In order to benchmark the forum against international best practices, find gaps, and reposition it for more relevance, he emphasized the Ernst & Young baseline research as a crucial tool. But he pointed out that people, not just ideas, will be the key to transformation.

“The quality of our engagement, the sincerity of our contributions, and our willingness to think beyond silos will depend on the success of the framework, policy guidelines, and roadmap we seek to develop,” Ogbe said, exhorting participants to think carefully, constructively, and boldly.

Mr. Damilola Aloba, a session facilitator and partner at EY, gave an overview of the retreat’s three main goals: enhancing coordination between the Forum, its Sectoral Working Groups (SWGs), and NCDMB; fostering shared ownership of its mission; and strengthening aligned leadership on NCCF’s long-term direction.

Aloba stated, “We want to strengthen aligned leadership on NCCF’s long-term direction and ensure clear expectations across NCDMB, the NCCF Secretariat, and SWGs.”

Additionally, he stated that the retreat would improve coordination frameworks to provide more seamless implementation and constant stakeholder interaction while guaranteeing a shared knowledge of execution duties throughout the ecosystem.

Aloba reported that critical structural and operational deficiencies, such as ambiguous strategic direction, project clearance delays, and a lack of transparency about post-idea decision-making, were identified through stakeholder interviews and benchmarking studies.

He pointed out that “unrefined expectations and the absence of a supportive framework” further hindered performance and that “the forum lacks clear strategic direction from NCDMB, creating uncertainty among SWGs regarding expectations and deliverables.”

Other conclusions included inadequate project evaluation and tracking capabilities, budget constraints brought on by the NCDMB’s only funding source, and the lack of clear standards for evaluating the viability and impact of projects.

He recognized the great dedication of SWG members in spite of these obstacles, especially when it came to allocating time and funds for capacity building projects throughout the oil and gas value chain.

NCCF is a statutory collaboration platform created under Sections 57 and 58 of the Nigerian Oil and Gas Industry Content Development (NOGICD) Act.
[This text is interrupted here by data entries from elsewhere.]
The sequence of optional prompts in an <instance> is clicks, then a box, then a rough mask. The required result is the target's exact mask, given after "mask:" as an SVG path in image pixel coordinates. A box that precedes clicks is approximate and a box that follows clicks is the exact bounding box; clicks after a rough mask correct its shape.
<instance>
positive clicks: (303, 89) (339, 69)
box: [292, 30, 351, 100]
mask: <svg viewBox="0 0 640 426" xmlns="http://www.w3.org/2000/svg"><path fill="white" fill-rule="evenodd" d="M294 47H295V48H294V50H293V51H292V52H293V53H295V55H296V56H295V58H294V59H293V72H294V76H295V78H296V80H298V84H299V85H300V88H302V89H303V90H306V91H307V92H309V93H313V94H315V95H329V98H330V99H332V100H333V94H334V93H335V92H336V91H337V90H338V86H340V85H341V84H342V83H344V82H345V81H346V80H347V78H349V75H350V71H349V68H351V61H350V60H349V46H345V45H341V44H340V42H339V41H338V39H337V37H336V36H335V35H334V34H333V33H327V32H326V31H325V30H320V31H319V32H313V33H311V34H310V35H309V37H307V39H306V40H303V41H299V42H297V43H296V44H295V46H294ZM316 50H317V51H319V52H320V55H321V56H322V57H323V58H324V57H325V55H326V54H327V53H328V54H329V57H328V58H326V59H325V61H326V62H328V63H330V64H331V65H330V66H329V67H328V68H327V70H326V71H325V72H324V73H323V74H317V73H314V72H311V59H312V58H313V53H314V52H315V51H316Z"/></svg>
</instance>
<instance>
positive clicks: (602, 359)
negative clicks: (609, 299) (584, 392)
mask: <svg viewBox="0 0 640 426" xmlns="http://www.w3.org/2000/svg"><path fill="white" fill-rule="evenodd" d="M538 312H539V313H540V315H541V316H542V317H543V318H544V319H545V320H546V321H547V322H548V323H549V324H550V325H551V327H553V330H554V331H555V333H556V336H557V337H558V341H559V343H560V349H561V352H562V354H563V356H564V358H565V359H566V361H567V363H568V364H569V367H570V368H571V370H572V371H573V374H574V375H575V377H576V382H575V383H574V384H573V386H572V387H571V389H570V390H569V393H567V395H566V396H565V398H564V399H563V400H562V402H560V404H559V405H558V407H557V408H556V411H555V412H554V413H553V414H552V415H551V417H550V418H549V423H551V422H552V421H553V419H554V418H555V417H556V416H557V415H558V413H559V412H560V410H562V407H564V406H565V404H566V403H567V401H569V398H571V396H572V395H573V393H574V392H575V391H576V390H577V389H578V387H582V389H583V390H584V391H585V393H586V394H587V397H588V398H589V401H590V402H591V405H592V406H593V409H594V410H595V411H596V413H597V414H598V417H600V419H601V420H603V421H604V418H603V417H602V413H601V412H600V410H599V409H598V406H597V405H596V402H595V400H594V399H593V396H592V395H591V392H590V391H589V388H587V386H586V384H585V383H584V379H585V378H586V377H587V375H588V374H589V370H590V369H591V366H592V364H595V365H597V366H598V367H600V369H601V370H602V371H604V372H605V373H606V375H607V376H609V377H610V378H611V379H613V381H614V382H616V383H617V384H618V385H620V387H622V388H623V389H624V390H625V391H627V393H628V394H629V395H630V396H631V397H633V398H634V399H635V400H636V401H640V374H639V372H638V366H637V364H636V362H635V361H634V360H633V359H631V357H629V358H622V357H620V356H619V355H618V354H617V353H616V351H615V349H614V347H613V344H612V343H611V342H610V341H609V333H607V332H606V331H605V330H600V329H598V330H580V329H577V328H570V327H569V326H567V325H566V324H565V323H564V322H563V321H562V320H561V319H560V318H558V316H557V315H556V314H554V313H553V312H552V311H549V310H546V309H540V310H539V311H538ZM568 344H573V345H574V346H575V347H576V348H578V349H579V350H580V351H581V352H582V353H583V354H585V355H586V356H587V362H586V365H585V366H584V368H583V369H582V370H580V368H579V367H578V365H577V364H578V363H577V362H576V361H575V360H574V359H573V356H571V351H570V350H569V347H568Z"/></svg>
Earlier, NCCF’s Acting Deputy Manager, Engineer Bright Amatoru, gave a summary of the forum’s operations.

He clarified that the NCCF has been working with stakeholders from 12 SWGs since its founding in 2014 in order to pinpoint industry gaps, create solutions, and carry out focused interventions.

Amatoru stated, “Our role is to identify issues in the priority mapping and, beyond that, provide solutions through extensive stakeholder engagement.”
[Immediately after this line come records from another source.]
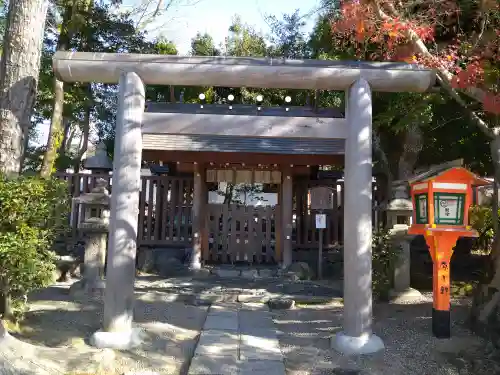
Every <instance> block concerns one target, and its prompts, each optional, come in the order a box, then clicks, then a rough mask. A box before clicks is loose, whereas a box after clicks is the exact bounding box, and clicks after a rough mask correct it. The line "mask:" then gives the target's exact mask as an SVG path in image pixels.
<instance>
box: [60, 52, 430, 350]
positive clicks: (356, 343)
mask: <svg viewBox="0 0 500 375" xmlns="http://www.w3.org/2000/svg"><path fill="white" fill-rule="evenodd" d="M53 68H54V72H55V74H56V76H57V78H58V79H60V80H62V81H65V82H101V83H111V84H116V83H118V84H119V97H118V116H117V124H116V140H115V153H114V155H115V156H114V170H113V194H112V196H111V197H112V198H111V213H110V234H109V246H108V248H109V250H108V270H107V278H106V292H105V301H104V302H105V306H104V322H103V330H101V331H98V332H96V333H95V334H94V336H93V342H94V344H95V345H96V346H99V347H111V348H117V349H120V348H127V347H130V346H132V345H134V344H135V343H136V339H137V338H138V337H137V332H136V331H135V330H134V329H133V328H132V320H133V301H134V278H135V254H136V239H137V218H138V209H139V202H138V200H139V188H140V182H139V180H140V168H141V151H142V141H141V126H142V125H143V122H144V107H145V96H144V85H145V84H154V85H174V86H225V87H255V88H282V89H310V90H344V91H346V112H345V113H346V116H345V117H346V118H345V124H346V125H345V129H344V130H343V131H339V132H337V133H339V134H340V133H343V134H344V135H343V136H342V137H343V138H344V139H345V179H344V184H345V204H344V275H345V277H344V324H343V332H342V333H339V334H337V335H336V336H335V337H334V338H332V346H333V347H334V348H335V349H337V350H339V351H340V352H343V353H345V354H364V353H371V352H375V351H378V350H381V349H383V348H384V344H383V342H382V340H381V339H380V338H379V337H377V336H376V335H374V334H373V333H372V327H371V326H372V269H371V262H372V259H371V257H372V253H371V243H372V223H371V220H372V186H371V185H372V95H371V92H372V91H385V92H425V91H427V90H428V89H429V88H431V87H432V86H433V85H434V83H435V73H434V72H433V71H432V70H428V69H423V68H420V67H418V66H415V65H410V64H401V63H368V62H336V61H315V60H283V59H257V58H223V57H177V56H161V55H138V54H106V53H87V52H56V54H55V55H54V59H53ZM409 110H411V109H410V108H409ZM192 116H197V115H196V114H193V115H192ZM233 117H234V122H233V124H234V126H235V128H237V127H238V126H237V124H238V119H237V116H233ZM286 121H290V122H289V124H290V126H292V128H293V122H294V121H296V122H300V120H299V119H298V118H295V119H294V118H293V117H292V118H287V120H286ZM146 122H147V121H146ZM226 123H227V122H226ZM146 125H147V124H146ZM246 126H252V125H251V123H249V124H247V125H246ZM332 126H336V125H335V123H332ZM339 126H340V125H339ZM320 133H321V132H320ZM235 135H237V134H235ZM263 136H265V135H263ZM272 136H276V134H274V135H272ZM280 136H283V137H286V135H285V134H283V135H280ZM337 138H338V136H337ZM287 220H289V219H287ZM290 220H291V219H290ZM284 227H285V228H287V229H289V230H290V231H291V222H290V223H285V226H284ZM287 234H288V233H285V235H287ZM290 234H291V233H290Z"/></svg>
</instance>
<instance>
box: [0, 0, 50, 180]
mask: <svg viewBox="0 0 500 375" xmlns="http://www.w3.org/2000/svg"><path fill="white" fill-rule="evenodd" d="M47 7H48V1H46V0H16V1H9V11H8V16H7V25H6V28H5V34H4V39H3V43H4V47H3V54H2V62H1V68H0V69H1V76H0V173H5V174H6V175H16V174H19V172H20V170H21V161H22V156H23V153H24V143H25V142H24V138H25V137H26V134H27V133H28V129H29V127H30V125H31V113H32V110H33V105H34V103H35V99H36V90H37V86H38V75H39V71H40V57H41V50H42V43H43V35H44V30H45V19H46V16H47Z"/></svg>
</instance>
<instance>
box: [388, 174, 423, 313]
mask: <svg viewBox="0 0 500 375" xmlns="http://www.w3.org/2000/svg"><path fill="white" fill-rule="evenodd" d="M392 194H393V196H392V199H391V201H390V202H389V204H388V205H387V207H386V212H387V224H388V227H389V233H390V235H391V240H392V245H393V247H394V249H397V250H398V259H397V260H396V263H395V265H394V277H393V289H391V290H390V291H389V298H390V300H391V301H392V302H395V303H398V302H401V303H409V302H415V301H418V300H419V299H420V298H421V297H422V295H421V294H420V292H419V291H418V290H416V289H413V288H411V287H410V277H411V267H410V266H411V252H410V242H411V240H412V239H413V236H409V235H408V229H409V225H410V223H411V217H412V214H413V203H412V201H411V199H410V196H409V193H408V184H407V183H406V182H405V181H395V182H394V183H393V186H392Z"/></svg>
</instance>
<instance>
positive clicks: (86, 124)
mask: <svg viewBox="0 0 500 375" xmlns="http://www.w3.org/2000/svg"><path fill="white" fill-rule="evenodd" d="M89 86H90V85H89ZM89 92H90V90H89ZM90 100H91V99H89V101H90ZM91 110H92V107H91V105H90V104H89V105H87V108H86V109H85V119H84V121H83V124H82V126H83V129H82V141H81V143H80V149H79V150H78V155H76V158H75V164H74V173H78V172H79V171H80V164H81V163H82V157H83V154H85V152H86V151H87V148H88V143H89V133H90V111H91Z"/></svg>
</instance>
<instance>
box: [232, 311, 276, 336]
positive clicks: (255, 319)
mask: <svg viewBox="0 0 500 375" xmlns="http://www.w3.org/2000/svg"><path fill="white" fill-rule="evenodd" d="M239 321H240V332H241V333H242V334H252V332H254V331H255V330H256V329H259V330H262V329H269V330H271V331H274V322H273V319H272V316H271V314H270V313H269V312H267V311H243V310H242V311H240V314H239Z"/></svg>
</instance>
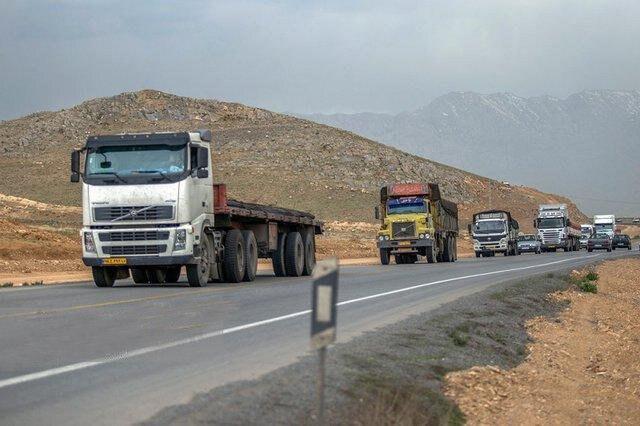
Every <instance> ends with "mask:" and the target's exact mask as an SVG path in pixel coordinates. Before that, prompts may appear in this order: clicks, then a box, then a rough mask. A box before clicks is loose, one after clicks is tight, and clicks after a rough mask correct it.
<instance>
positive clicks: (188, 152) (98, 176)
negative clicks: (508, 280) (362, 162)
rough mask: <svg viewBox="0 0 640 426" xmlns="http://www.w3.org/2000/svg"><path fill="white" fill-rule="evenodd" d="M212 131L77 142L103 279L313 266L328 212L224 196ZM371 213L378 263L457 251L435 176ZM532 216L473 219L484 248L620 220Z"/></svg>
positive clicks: (78, 168) (76, 159)
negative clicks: (318, 242)
mask: <svg viewBox="0 0 640 426" xmlns="http://www.w3.org/2000/svg"><path fill="white" fill-rule="evenodd" d="M211 139H212V137H211V132H210V131H209V130H198V131H195V132H174V133H170V132H167V133H132V134H117V135H104V136H90V137H89V138H88V139H87V141H86V144H85V146H84V147H83V148H82V149H80V150H75V151H73V152H72V154H71V181H72V182H80V181H82V211H83V227H82V230H81V231H80V235H81V239H82V260H83V262H84V264H85V265H87V266H90V267H91V268H92V272H93V278H94V282H95V284H96V285H97V286H98V287H111V286H113V285H114V283H115V281H116V280H118V279H125V278H129V277H131V278H132V279H133V281H134V282H135V283H158V284H162V283H175V282H178V280H179V278H180V276H181V273H182V270H183V268H184V269H185V270H186V277H187V281H188V283H189V285H191V286H194V287H202V286H205V285H207V283H209V282H230V283H238V282H241V281H253V280H254V279H255V277H256V272H257V267H258V258H267V259H270V260H271V264H272V266H273V271H274V273H275V275H276V276H279V277H284V276H290V277H299V276H302V275H311V273H312V272H313V269H314V266H315V236H316V235H320V234H322V233H323V230H324V225H323V223H322V222H321V221H319V220H317V219H316V218H315V217H314V216H313V215H312V214H311V213H306V212H301V211H298V210H292V209H285V208H280V207H274V206H267V205H260V204H253V203H246V202H242V201H237V200H233V199H230V198H228V197H227V188H226V185H225V184H223V183H214V181H213V176H212V169H213V168H212V167H211V146H210V145H211ZM375 217H376V219H379V220H380V229H379V231H378V237H377V247H378V250H379V256H380V263H381V264H383V265H388V264H389V263H390V261H391V258H392V257H393V259H394V261H395V263H396V264H408V263H415V262H417V261H418V259H419V257H424V258H425V259H426V262H427V263H434V262H447V263H450V262H455V261H456V260H457V258H458V253H457V240H458V233H459V229H458V207H457V205H456V203H454V202H451V201H448V200H446V199H444V198H443V197H442V195H441V193H440V187H439V185H438V184H435V183H393V184H389V185H385V186H383V187H382V188H381V189H380V199H379V205H378V206H377V207H376V208H375ZM534 227H535V228H537V233H536V234H535V235H526V236H524V235H523V234H521V233H520V232H519V231H520V229H519V225H518V222H517V221H516V220H515V219H514V218H513V217H512V215H511V213H510V212H508V211H505V210H487V211H482V212H478V213H475V214H474V215H473V222H472V223H471V224H469V225H468V231H469V235H470V236H471V238H472V239H473V246H474V251H475V255H476V257H481V256H482V257H490V256H495V254H496V253H503V254H504V255H505V256H513V255H518V254H520V249H519V247H522V248H523V251H529V252H534V253H539V252H540V251H556V250H557V249H558V248H562V249H564V251H574V250H579V249H580V248H581V247H587V245H588V244H590V237H591V236H592V235H595V234H596V233H597V234H598V235H605V234H606V235H609V236H611V237H613V235H614V234H615V232H616V220H615V216H614V215H596V216H594V220H593V225H591V224H583V225H582V226H581V228H578V227H577V226H575V225H574V224H573V223H572V221H571V219H570V217H569V210H568V209H567V205H566V204H543V205H540V206H539V210H538V216H537V218H536V219H535V221H534ZM525 237H526V238H525ZM519 240H520V242H519ZM589 248H590V249H591V248H593V247H591V246H589Z"/></svg>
Amatoru highlighted two significant accomplishments: the maritime Assets Listing System, which was created to provide an extensive database of maritime assets in the oil and gas sector, and the creation of National Operational Standards to coordinate capacity building programs throughout SWGs.
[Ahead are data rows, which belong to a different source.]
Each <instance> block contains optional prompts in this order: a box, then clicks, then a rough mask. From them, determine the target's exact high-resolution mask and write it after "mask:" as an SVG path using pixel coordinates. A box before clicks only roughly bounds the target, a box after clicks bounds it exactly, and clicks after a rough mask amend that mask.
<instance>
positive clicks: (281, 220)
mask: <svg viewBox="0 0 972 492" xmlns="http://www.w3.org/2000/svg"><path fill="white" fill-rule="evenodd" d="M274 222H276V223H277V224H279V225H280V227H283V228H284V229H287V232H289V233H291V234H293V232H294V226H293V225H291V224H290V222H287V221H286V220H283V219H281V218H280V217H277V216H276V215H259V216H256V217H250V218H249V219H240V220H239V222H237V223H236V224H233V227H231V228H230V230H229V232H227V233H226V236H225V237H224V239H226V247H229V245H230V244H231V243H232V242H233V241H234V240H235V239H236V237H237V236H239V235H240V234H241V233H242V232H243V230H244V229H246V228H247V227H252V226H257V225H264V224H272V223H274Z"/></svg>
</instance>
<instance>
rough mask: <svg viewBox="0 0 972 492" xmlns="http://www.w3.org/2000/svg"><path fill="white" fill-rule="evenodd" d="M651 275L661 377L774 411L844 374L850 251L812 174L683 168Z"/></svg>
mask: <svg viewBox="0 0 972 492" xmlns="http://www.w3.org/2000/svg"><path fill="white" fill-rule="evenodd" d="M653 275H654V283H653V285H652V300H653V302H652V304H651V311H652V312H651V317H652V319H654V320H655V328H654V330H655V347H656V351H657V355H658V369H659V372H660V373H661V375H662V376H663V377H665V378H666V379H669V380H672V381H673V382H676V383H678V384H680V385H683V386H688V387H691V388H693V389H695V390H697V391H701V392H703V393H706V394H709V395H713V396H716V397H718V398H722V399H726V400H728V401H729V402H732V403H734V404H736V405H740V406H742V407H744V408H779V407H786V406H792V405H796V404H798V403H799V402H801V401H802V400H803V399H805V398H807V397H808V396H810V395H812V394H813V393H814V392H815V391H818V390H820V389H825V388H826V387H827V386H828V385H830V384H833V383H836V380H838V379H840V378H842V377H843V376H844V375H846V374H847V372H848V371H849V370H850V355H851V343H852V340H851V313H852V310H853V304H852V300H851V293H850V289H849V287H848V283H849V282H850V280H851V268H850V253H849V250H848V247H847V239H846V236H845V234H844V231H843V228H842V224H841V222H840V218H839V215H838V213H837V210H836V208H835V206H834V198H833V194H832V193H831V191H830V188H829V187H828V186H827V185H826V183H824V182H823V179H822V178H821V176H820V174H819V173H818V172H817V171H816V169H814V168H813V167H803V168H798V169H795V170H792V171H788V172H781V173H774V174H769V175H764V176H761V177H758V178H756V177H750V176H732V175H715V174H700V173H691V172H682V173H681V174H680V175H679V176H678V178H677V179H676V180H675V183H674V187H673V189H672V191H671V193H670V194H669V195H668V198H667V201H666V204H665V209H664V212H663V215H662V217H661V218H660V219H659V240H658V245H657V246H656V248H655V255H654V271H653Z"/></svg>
Along with programs like the Women in Oil and Gas Conference and mentorship workshop conducted earlier in the year in partnership with the Diversity SWG, he also cited benchmarking studies in fabrication that sought to close scale gaps.

He did admit, though, that the forum’s capacity to effectively prioritize actions was hampered by the lack of a well-defined strategic framework.

“As of right now, there is a lack of clarity on the selection of interventions. As we align industry standards with global best practices, that clarity is crucial,” he stated.

The retreat is a component of NCDMB’s attempts to create a thorough NCCF strategic roadmap that is in line with both industry expectations and the Board’s ten-year strategic plan.

In order to improve NCCF’s capacity to carry out its mandate in Nigeria’s oil and gas industry, participants are required to produce practical ideas, improve governance frameworks, and establish a clear execution pathway.